Nietzsche pone en boca de su Zaratustra la —en apariencia— irreverente frase «Solo creería en un Dios que supiera bailar». Para el filósofo, la magnificencia de la vida se demuestra en el baile, en un alejamiento de la rigidez apolínea y en un simultáneo acercamiento a lo dionisiaco. Bailar es gozar. Es reintegrarse al mundo. Animalidad en acción.
Al bailar no se piensa, se siente. Un buen baile no pasa por el superyó, ni siquiera por el yo, es el ello quien mueve al cuerpo y lo tambalea en un disfrute extático. Pulsión total. El baile, expresión de vida, alude paradójico a la muerte. Memento mori. Recordatorio de nuestra carne trémula que se va a corromper y pudrir hasta terminar en polvo, asentando la insoportable idea de nuestro paso fugaz por el mundo. Por ello en la Edad Media se danzaba, no se bailaba, cosa muy diferente. Los cuerpos se movían en sincronía simbólica, festejando la muerte, la trascendencia, no la vida. El baile es el aquí y el ahora. Egoísmo puro. En las pinturas medievales solo los locos y los muertos bailan, ambos emancipados de sus ataduras psíquicas o corporales, respectivamente. Así la estética de los grabados de Guadalupe Posada y sus calaveras alegres que bailan ajenas a todo. Quizá por ello las marionetas en forma de esqueleto son tan hilarantes: al bailar parece que se separan de los dedos de aquel que las mueven a través de sus hilos, sus huesos ya no siguen un orden, un esquema, no hay ley, todo es diversión y desenfreno, renunciando al mandato del titiritero. Baile auténtico. Sin restricciones. Es por lo anterior lo jocoso que resulta aquella vieja canción titulada «Anacleto», donde le piden a un joven espigado no tanto que agite sus carnes, sino que mueva aquello que recuerdo su mortalidad: el esqueleto. «Anacleto, mueve el esqueleto», le gritan entre aplausos y risas en festejo a su vida y en burla a su muerte. A nuestra vida y nuestra muerte. Somos en el otro.

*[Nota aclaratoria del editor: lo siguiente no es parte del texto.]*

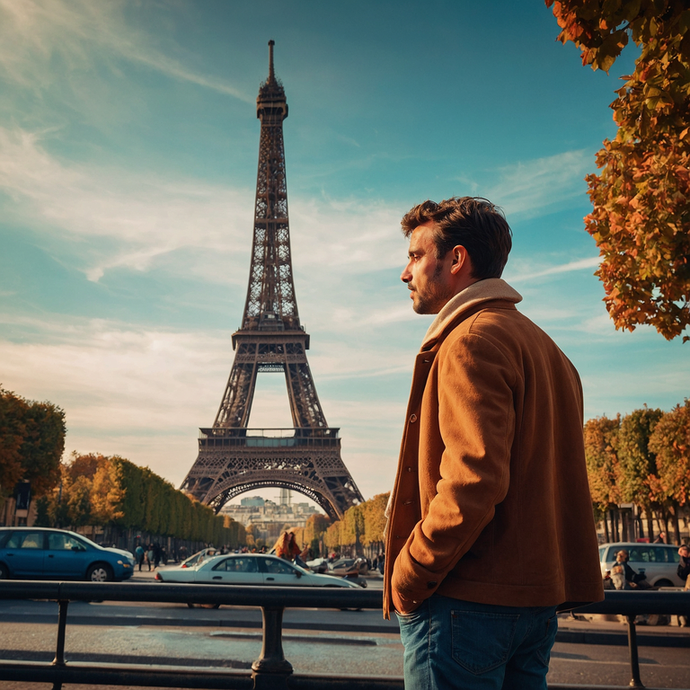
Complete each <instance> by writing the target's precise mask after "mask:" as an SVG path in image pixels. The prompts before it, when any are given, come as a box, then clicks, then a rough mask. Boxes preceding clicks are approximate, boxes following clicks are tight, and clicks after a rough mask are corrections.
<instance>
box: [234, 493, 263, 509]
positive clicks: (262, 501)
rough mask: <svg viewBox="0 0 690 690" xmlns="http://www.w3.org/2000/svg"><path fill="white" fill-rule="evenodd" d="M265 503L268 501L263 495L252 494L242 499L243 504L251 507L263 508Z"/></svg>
mask: <svg viewBox="0 0 690 690" xmlns="http://www.w3.org/2000/svg"><path fill="white" fill-rule="evenodd" d="M265 503H266V501H265V500H264V499H263V498H261V496H250V497H249V498H243V499H242V500H241V501H240V504H241V505H242V506H247V507H250V508H251V507H254V508H263V506H264V504H265Z"/></svg>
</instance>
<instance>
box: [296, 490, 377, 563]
mask: <svg viewBox="0 0 690 690" xmlns="http://www.w3.org/2000/svg"><path fill="white" fill-rule="evenodd" d="M388 496H389V494H388V493H385V494H378V495H376V496H374V497H373V498H371V499H369V500H368V501H364V503H360V504H359V505H356V506H353V507H352V508H349V509H348V510H346V511H345V514H344V515H343V518H342V520H336V521H335V522H333V523H331V521H330V520H329V519H328V518H327V517H326V516H325V515H312V516H311V517H310V518H309V519H308V520H307V524H306V526H305V527H302V528H298V529H293V530H292V531H293V532H294V533H295V540H296V542H297V543H298V544H299V545H300V546H309V547H310V548H311V551H312V553H313V554H317V553H319V552H320V546H321V544H323V547H324V549H325V550H326V551H328V552H329V553H330V552H333V551H335V552H338V553H343V552H345V551H349V552H351V553H355V554H358V555H359V554H362V553H364V552H365V551H366V552H367V553H368V554H369V555H371V554H375V553H378V552H379V551H383V528H384V527H385V526H386V518H385V516H384V511H385V509H386V504H387V503H388Z"/></svg>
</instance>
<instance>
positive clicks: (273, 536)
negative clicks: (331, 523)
mask: <svg viewBox="0 0 690 690" xmlns="http://www.w3.org/2000/svg"><path fill="white" fill-rule="evenodd" d="M280 498H281V499H282V498H284V496H283V495H282V492H281V497H280ZM288 500H291V498H290V497H288ZM321 512H322V511H321V510H319V509H318V508H317V507H315V506H313V505H310V504H309V503H307V502H306V501H305V502H304V503H292V502H290V503H275V502H274V501H271V500H270V499H263V498H261V497H259V496H252V497H250V498H243V499H241V501H240V503H239V504H237V503H230V504H229V505H225V506H224V507H223V509H222V510H221V515H229V516H230V517H231V518H232V519H233V520H237V522H241V523H242V524H243V525H244V526H245V527H249V525H255V526H256V527H257V528H258V529H259V530H260V531H261V536H262V538H263V539H264V540H265V541H266V543H267V544H269V545H270V542H271V541H272V540H274V539H277V538H278V536H280V533H281V532H282V531H283V530H284V529H286V528H290V527H304V526H305V525H306V524H307V520H308V519H309V517H310V516H312V515H314V514H316V513H321Z"/></svg>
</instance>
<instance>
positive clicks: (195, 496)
mask: <svg viewBox="0 0 690 690" xmlns="http://www.w3.org/2000/svg"><path fill="white" fill-rule="evenodd" d="M268 45H269V72H268V79H267V80H266V81H265V82H264V83H263V84H262V85H261V87H260V89H259V96H258V98H257V100H256V113H257V117H258V118H259V120H261V141H260V144H259V172H258V175H257V182H256V204H255V213H254V216H255V217H254V241H253V245H252V256H251V268H250V272H249V287H248V289H247V300H246V303H245V307H244V315H243V317H242V326H241V328H240V330H238V331H236V332H235V333H234V334H233V336H232V345H233V348H234V349H235V351H236V354H235V360H234V362H233V365H232V370H231V372H230V377H229V379H228V384H227V387H226V389H225V395H224V396H223V401H222V402H221V404H220V409H219V410H218V414H217V415H216V419H215V422H214V423H213V427H212V428H209V429H200V432H201V433H200V437H199V455H198V457H197V459H196V461H195V463H194V465H193V466H192V469H191V470H190V471H189V474H188V475H187V477H186V478H185V480H184V482H183V483H182V489H183V490H184V491H187V492H189V493H191V494H192V495H194V496H195V497H196V498H197V499H198V500H199V501H201V502H203V503H206V504H208V505H210V506H212V507H213V508H214V509H215V510H216V512H218V511H219V510H220V509H221V508H222V506H223V505H224V504H225V503H226V502H227V501H229V500H230V499H231V498H233V497H235V496H237V495H239V494H242V493H245V492H246V491H250V490H254V489H260V488H264V487H278V488H282V489H291V490H294V491H297V492H299V493H302V494H304V495H306V496H308V497H309V498H311V499H312V500H314V501H315V502H316V503H318V504H319V505H320V506H321V507H322V508H323V509H324V510H325V511H326V513H328V515H329V516H330V517H332V518H339V517H342V515H343V513H344V512H345V510H347V509H348V508H349V507H350V506H353V505H355V504H357V503H359V502H361V501H362V500H363V499H362V495H361V494H360V492H359V489H358V488H357V486H356V484H355V482H354V481H353V479H352V477H351V476H350V473H349V472H348V470H347V468H346V467H345V465H344V463H343V461H342V459H341V457H340V438H339V437H338V431H339V429H336V428H333V427H329V426H328V424H327V422H326V417H325V416H324V413H323V410H322V409H321V403H320V402H319V398H318V396H317V394H316V387H315V386H314V380H313V378H312V375H311V370H310V369H309V363H308V361H307V355H306V350H307V349H308V348H309V335H308V334H307V333H306V332H305V330H304V328H303V327H302V326H301V325H300V320H299V314H298V312H297V301H296V299H295V287H294V282H293V279H292V260H291V256H290V226H289V220H288V207H287V184H286V180H285V149H284V146H283V120H284V119H285V118H286V117H287V114H288V106H287V101H286V99H285V91H284V89H283V86H282V84H281V83H280V81H279V80H278V79H276V76H275V73H274V70H273V45H274V42H273V41H270V42H269V44H268ZM263 371H283V372H284V373H285V380H286V383H287V392H288V399H289V402H290V410H291V413H292V420H293V425H294V428H290V429H250V428H247V424H248V422H249V413H250V411H251V407H252V399H253V397H254V390H255V386H256V377H257V374H259V373H260V372H263Z"/></svg>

En la danza la otredad cobra importancia. Se requieren dos —mínimo— para danzar, aunque se dance «solo», como en el ballet, por ejemplo. El que danza, danza para otro, presente o ausente. Si se danza solo, es la presencia simbólica del otro quien regula los movimientos. Si se danza en pareja, los pasos deben ser pensados, meditados, acordados previamente. Pero el baile es ego puro, un festejo avaricioso por la mismidad. El danzante conoce las normas comunitarias, sabe que después del dos va el tres. Leyó el Manual. Para el bailarín, a diferencia del danzante, lo de menos son las normas, estas estorban, detienen la improvisación y la espontaneidad, aquello orgánico del baile.

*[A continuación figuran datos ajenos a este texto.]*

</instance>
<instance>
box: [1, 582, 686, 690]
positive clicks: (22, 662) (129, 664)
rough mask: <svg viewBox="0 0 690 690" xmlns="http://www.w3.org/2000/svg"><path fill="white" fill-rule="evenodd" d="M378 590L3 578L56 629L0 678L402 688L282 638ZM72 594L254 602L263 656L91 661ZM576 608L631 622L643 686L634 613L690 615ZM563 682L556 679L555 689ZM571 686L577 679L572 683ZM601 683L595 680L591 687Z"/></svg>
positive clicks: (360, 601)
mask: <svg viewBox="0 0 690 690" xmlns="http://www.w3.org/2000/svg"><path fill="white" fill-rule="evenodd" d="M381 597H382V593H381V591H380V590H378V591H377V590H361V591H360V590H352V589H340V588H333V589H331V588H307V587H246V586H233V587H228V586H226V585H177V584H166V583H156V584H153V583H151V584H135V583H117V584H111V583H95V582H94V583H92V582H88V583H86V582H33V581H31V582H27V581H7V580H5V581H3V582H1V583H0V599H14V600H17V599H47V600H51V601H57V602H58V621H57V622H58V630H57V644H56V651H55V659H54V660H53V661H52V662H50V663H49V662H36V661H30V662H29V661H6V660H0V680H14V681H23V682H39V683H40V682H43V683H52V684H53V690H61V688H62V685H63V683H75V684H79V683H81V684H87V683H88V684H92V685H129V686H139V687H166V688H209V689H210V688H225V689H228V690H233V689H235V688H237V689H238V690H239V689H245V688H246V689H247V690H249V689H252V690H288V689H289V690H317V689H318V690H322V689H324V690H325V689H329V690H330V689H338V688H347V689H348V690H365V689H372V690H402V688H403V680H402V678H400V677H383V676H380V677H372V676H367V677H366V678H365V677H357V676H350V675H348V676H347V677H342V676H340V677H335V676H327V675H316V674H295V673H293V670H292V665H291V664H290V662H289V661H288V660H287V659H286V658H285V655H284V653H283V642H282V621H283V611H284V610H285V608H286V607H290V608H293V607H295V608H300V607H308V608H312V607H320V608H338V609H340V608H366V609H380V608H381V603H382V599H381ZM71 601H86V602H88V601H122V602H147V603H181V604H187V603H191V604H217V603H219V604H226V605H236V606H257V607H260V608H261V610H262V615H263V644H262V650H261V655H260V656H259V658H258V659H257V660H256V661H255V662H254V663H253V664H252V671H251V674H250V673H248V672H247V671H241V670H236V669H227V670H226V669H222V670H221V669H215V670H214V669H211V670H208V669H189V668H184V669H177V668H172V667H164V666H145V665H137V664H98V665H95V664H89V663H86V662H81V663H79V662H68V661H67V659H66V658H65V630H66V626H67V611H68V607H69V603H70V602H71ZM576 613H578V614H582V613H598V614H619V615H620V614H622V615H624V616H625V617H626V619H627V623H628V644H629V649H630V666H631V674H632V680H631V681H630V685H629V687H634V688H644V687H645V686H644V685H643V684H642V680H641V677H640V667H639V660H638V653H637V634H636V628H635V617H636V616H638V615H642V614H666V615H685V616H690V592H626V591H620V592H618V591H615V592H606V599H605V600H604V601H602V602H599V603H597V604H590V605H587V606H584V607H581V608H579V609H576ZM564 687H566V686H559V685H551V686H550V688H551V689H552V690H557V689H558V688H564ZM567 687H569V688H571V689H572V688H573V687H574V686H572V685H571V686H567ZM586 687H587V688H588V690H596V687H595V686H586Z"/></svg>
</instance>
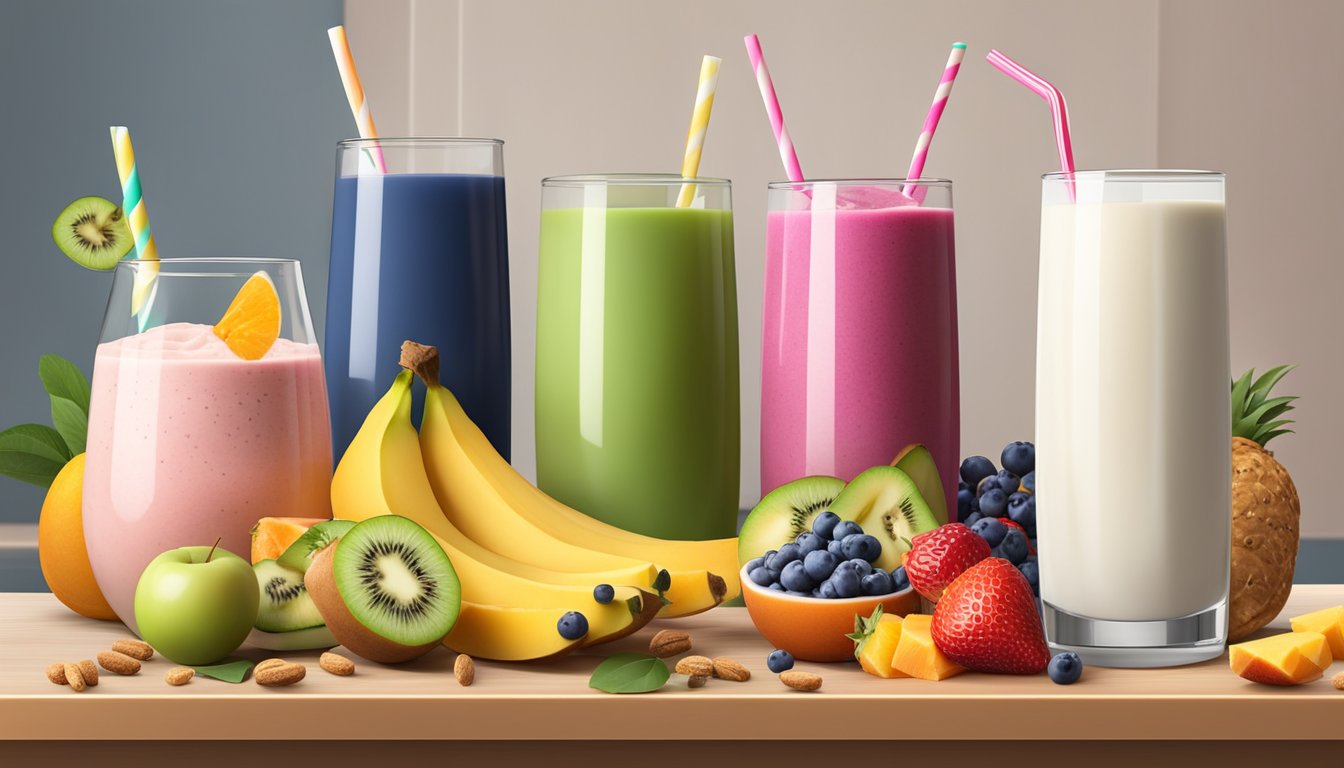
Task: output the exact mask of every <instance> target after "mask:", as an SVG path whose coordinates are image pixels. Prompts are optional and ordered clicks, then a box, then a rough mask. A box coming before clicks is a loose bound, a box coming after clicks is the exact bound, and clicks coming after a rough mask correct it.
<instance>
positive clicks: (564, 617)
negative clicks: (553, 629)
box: [555, 611, 587, 640]
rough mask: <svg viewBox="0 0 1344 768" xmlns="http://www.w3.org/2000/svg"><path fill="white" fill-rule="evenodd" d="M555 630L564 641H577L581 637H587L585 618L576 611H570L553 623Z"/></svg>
mask: <svg viewBox="0 0 1344 768" xmlns="http://www.w3.org/2000/svg"><path fill="white" fill-rule="evenodd" d="M555 629H556V631H558V632H559V633H560V636H562V638H564V639H566V640H578V639H579V638H582V636H583V635H587V616H585V615H582V613H579V612H578V611H570V612H569V613H566V615H564V616H560V620H559V621H556V623H555Z"/></svg>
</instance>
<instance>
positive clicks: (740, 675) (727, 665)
mask: <svg viewBox="0 0 1344 768" xmlns="http://www.w3.org/2000/svg"><path fill="white" fill-rule="evenodd" d="M714 677H716V678H719V679H724V681H732V682H735V683H745V682H747V681H750V679H751V670H749V668H746V667H743V666H742V664H739V663H738V662H734V660H732V659H730V658H727V656H719V658H716V659H714Z"/></svg>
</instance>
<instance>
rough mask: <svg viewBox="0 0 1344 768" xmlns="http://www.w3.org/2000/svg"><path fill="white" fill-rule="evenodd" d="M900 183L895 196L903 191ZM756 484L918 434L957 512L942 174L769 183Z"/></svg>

El presidente norteamericano Donald Trump no ignora esto. Trump omite las reglas de la danza —o quizá no las conoce— y mueve acompasado los brazos con la sola intención de disfrutar el momento. Contra la opinión de los puristas, es evidente que sabe bailar, mueve sus carnes bofas, su esqueleto, disfruta, y eso es lo importante. Él festeja bailando, ya sea un triunfo electoral, un cambio de nombre a un Golfo o la imposición de unos aranceles. Su baile, sencillo y torpe, sí, es considerado un «fenómeno cultural» replicado por artistas, políticos y público en general. Trump baila, no danza. Trump, como cualquier bailarín festeja la vida, su vida, y —digamos— eso está bien.